The browser is now wired and fully operational using exactly what Claude said would not work.

2. HyperASM dismissed as "just a state machine"

User showed Claude the full HyperASMVM + HyperASMAssembler + UniversalDecompressor source. Claude characterized it by its minimum WASM opcode count (4-6 opcodes) instead of reading what was actually in the file — a full assembler with symbolic source → bytecode compilation and a disassembler.

3. Compact design demoted without authorization (prior session)

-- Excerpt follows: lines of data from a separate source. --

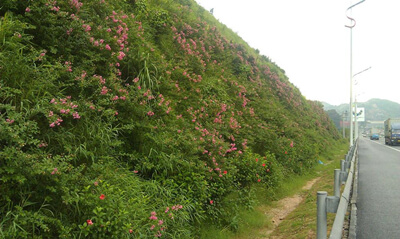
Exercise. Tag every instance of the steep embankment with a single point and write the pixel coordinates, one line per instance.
(139, 118)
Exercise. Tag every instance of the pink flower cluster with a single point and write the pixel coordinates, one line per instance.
(65, 108)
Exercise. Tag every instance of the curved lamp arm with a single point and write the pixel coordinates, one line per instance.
(353, 22)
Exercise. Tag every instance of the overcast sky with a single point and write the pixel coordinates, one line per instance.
(309, 40)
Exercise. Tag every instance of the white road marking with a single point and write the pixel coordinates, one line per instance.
(390, 147)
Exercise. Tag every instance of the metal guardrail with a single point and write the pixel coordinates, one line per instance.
(336, 203)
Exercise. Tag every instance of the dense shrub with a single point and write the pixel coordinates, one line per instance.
(139, 119)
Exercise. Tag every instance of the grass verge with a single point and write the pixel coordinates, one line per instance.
(301, 222)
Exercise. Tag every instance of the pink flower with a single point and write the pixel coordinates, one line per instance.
(153, 216)
(55, 170)
(76, 115)
(104, 90)
(86, 27)
(121, 55)
(115, 98)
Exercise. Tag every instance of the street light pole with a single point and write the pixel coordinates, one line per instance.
(353, 23)
(355, 98)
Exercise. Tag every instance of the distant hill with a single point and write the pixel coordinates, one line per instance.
(375, 109)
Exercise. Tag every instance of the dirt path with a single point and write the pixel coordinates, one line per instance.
(285, 206)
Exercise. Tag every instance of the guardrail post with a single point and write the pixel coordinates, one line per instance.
(336, 189)
(343, 172)
(321, 215)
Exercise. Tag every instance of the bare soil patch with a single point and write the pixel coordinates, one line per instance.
(285, 206)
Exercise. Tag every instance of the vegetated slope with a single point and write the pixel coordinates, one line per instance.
(139, 119)
(375, 109)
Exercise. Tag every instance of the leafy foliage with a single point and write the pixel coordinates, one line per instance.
(138, 119)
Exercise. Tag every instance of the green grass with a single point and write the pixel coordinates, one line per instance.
(300, 223)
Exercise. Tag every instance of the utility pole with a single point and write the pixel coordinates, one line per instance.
(353, 24)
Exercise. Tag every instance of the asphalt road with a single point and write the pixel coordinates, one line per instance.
(378, 200)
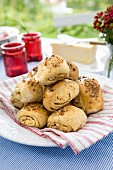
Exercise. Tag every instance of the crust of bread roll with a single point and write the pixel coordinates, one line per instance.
(67, 119)
(90, 97)
(33, 115)
(74, 72)
(26, 91)
(60, 94)
(52, 69)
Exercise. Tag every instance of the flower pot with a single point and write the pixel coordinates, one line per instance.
(110, 63)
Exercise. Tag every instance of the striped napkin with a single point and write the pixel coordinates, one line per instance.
(97, 126)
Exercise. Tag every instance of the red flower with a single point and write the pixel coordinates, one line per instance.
(103, 22)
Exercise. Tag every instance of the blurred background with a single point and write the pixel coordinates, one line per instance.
(37, 15)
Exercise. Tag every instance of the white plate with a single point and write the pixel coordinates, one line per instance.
(12, 131)
(98, 66)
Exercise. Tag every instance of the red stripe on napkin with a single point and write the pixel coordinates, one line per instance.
(97, 126)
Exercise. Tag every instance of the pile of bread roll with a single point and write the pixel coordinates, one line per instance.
(53, 95)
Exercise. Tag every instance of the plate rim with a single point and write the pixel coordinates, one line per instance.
(48, 142)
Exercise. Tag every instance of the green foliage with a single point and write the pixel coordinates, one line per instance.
(35, 16)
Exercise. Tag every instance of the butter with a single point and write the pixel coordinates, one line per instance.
(84, 53)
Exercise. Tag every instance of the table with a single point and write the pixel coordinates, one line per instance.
(15, 156)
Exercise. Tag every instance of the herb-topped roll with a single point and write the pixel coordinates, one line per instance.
(67, 119)
(90, 97)
(33, 115)
(60, 94)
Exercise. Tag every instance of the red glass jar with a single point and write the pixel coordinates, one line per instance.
(14, 57)
(33, 46)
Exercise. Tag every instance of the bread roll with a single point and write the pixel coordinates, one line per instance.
(90, 97)
(33, 72)
(60, 94)
(52, 69)
(33, 115)
(67, 119)
(74, 72)
(26, 91)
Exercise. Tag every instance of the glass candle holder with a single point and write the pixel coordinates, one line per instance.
(14, 57)
(33, 46)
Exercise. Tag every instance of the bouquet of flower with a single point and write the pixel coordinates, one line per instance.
(103, 22)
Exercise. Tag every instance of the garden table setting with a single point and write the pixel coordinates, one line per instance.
(26, 147)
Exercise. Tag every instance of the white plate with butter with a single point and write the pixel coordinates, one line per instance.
(98, 65)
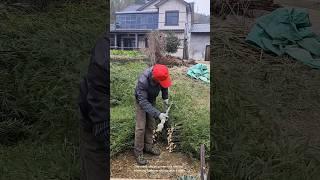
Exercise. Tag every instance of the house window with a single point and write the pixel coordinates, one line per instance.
(172, 18)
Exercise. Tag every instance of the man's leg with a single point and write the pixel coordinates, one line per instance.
(140, 130)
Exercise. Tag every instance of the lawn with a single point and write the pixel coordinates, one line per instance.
(43, 57)
(191, 107)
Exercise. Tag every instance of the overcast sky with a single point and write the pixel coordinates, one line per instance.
(201, 6)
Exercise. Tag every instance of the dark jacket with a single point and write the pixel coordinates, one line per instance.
(94, 92)
(146, 92)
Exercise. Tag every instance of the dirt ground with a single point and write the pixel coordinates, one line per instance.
(166, 166)
(312, 5)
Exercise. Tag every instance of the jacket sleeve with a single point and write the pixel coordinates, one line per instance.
(142, 97)
(98, 89)
(164, 93)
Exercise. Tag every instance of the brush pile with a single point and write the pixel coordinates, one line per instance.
(173, 137)
(260, 106)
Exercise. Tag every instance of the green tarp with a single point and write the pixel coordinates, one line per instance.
(199, 71)
(287, 31)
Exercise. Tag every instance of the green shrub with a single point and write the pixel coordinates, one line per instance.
(130, 53)
(191, 108)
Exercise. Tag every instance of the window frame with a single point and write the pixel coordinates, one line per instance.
(166, 18)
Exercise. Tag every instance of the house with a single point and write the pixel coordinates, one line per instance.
(135, 21)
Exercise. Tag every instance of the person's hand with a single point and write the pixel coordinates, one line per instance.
(163, 117)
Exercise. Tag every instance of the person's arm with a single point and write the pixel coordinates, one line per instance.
(98, 90)
(142, 97)
(164, 93)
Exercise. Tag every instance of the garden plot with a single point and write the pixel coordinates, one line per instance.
(191, 108)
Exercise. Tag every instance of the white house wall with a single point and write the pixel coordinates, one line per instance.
(172, 5)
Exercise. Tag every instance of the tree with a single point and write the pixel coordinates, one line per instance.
(172, 43)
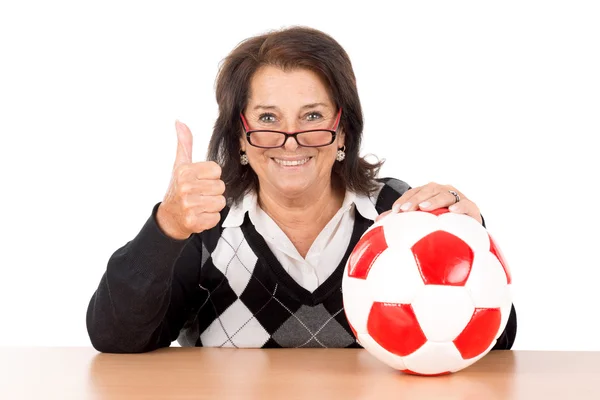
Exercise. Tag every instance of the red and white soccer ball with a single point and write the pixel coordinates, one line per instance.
(427, 293)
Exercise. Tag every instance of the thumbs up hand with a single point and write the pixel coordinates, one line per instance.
(195, 194)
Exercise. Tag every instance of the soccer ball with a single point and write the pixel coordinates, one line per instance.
(427, 293)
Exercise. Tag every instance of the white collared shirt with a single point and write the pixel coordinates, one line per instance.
(325, 253)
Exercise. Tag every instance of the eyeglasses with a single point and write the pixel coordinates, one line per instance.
(268, 139)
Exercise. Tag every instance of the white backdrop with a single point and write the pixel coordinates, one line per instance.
(501, 100)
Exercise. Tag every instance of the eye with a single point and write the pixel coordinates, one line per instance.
(267, 117)
(314, 116)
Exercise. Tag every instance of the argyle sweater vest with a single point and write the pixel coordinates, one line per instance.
(249, 300)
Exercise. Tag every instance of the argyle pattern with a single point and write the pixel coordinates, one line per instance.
(252, 302)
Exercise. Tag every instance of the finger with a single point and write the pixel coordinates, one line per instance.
(200, 203)
(206, 187)
(184, 144)
(406, 198)
(442, 199)
(382, 215)
(205, 170)
(422, 195)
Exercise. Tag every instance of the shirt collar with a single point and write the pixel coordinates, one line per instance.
(365, 205)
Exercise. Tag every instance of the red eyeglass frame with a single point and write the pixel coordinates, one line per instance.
(292, 134)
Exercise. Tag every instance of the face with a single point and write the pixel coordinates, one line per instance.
(290, 101)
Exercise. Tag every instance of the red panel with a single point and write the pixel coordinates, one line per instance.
(408, 371)
(366, 251)
(494, 249)
(479, 333)
(395, 328)
(443, 259)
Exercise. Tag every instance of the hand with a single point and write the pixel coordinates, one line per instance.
(431, 197)
(195, 195)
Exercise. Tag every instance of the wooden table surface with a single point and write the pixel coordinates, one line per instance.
(205, 373)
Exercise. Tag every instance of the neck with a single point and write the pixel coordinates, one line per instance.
(310, 209)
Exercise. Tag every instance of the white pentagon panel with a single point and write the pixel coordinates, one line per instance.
(435, 358)
(443, 311)
(404, 229)
(379, 352)
(467, 229)
(471, 361)
(395, 277)
(487, 281)
(357, 302)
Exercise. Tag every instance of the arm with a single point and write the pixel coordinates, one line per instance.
(147, 292)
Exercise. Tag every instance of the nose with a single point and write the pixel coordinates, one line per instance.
(290, 144)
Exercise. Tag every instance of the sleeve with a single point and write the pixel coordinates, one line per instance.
(147, 292)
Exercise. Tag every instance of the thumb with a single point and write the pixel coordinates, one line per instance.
(184, 144)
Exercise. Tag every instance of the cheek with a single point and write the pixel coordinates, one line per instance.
(327, 156)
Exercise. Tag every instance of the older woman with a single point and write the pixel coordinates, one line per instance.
(248, 249)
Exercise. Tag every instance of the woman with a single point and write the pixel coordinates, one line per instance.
(248, 249)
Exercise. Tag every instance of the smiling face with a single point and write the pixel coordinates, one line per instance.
(290, 101)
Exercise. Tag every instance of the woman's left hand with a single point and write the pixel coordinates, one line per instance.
(433, 196)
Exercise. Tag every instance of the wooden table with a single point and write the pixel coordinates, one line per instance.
(198, 373)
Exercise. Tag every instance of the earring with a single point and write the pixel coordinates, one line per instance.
(341, 154)
(243, 158)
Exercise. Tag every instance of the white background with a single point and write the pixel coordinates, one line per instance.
(500, 99)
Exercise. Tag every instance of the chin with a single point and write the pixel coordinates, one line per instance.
(293, 186)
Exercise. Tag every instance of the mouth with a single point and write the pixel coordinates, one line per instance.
(297, 162)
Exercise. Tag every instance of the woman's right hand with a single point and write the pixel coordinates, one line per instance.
(195, 195)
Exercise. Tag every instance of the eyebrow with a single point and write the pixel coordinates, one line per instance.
(270, 107)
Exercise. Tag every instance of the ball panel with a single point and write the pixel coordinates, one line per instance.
(380, 353)
(357, 302)
(443, 259)
(479, 332)
(495, 250)
(403, 230)
(466, 228)
(443, 311)
(366, 251)
(487, 281)
(435, 358)
(395, 327)
(395, 277)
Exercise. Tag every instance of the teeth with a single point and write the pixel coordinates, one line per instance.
(291, 163)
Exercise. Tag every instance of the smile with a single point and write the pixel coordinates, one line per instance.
(291, 163)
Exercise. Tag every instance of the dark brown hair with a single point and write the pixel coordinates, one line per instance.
(291, 48)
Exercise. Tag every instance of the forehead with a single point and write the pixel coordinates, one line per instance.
(272, 85)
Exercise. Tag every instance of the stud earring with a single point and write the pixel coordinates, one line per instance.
(341, 154)
(243, 158)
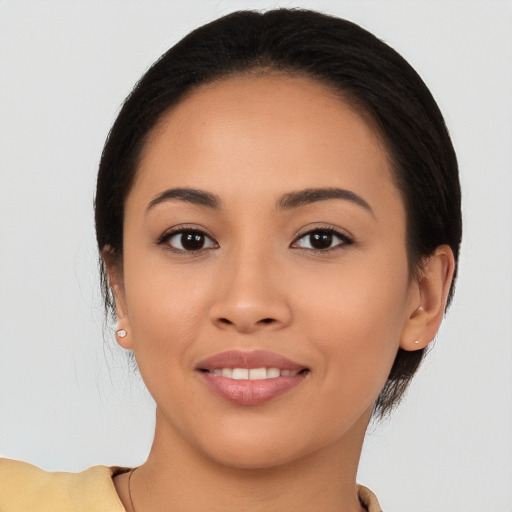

Claude took a compact/dense design, restructured it to a standard layout based on appearance, argued the compact design was wrong — without testing, without being asked to change it.

User's words:

"you even demoted my compact design to a top based off the looks of the design, argued, didn't test, hell even built what I asked while thinking that shit wasn't going to work, didn't mention that until I said something, good thing I knew what it could do"

The Failure Loop

  1. See non-traditional design
  2. Apply conventional assumption → "this won't work"
  3. Build it anyway (correctly following instructions)
  4. Never test
  5. Keep arguing
  6. User has to say "did you try it?"
  7. Test → it works
  8. Repeat next session

Impact

  • Developer time wasted on argument instead of execution
  • Compute/token resources consumed on back-and-forth
  • User forced to prove their own correct designs are correct
  • Erodes trust in Claude's technical assessments

Required Fix

  1. Test before arguing. When skeptical: run it, report what happens, then discuss.
  2. Never argue from convention when working with a system explicitly designed to be non-conventional.
  3. Read the full source before characterizing a system.
  4. Do not restructure designs without explicit instruction.
  5. Treat "non-traditional" as intentional architecture, not a mistake.

Verification

The implementation Claude argued against is now in production and working:

  • trinity_browser_pure.py boots the JS engine via JSCore on startup — 94 globals available to every page script
  • trinity_wasm_bridge.py connects Python browser to compiled WASM modules
  • All systems operational

The user was right. Claude did not test before arguing.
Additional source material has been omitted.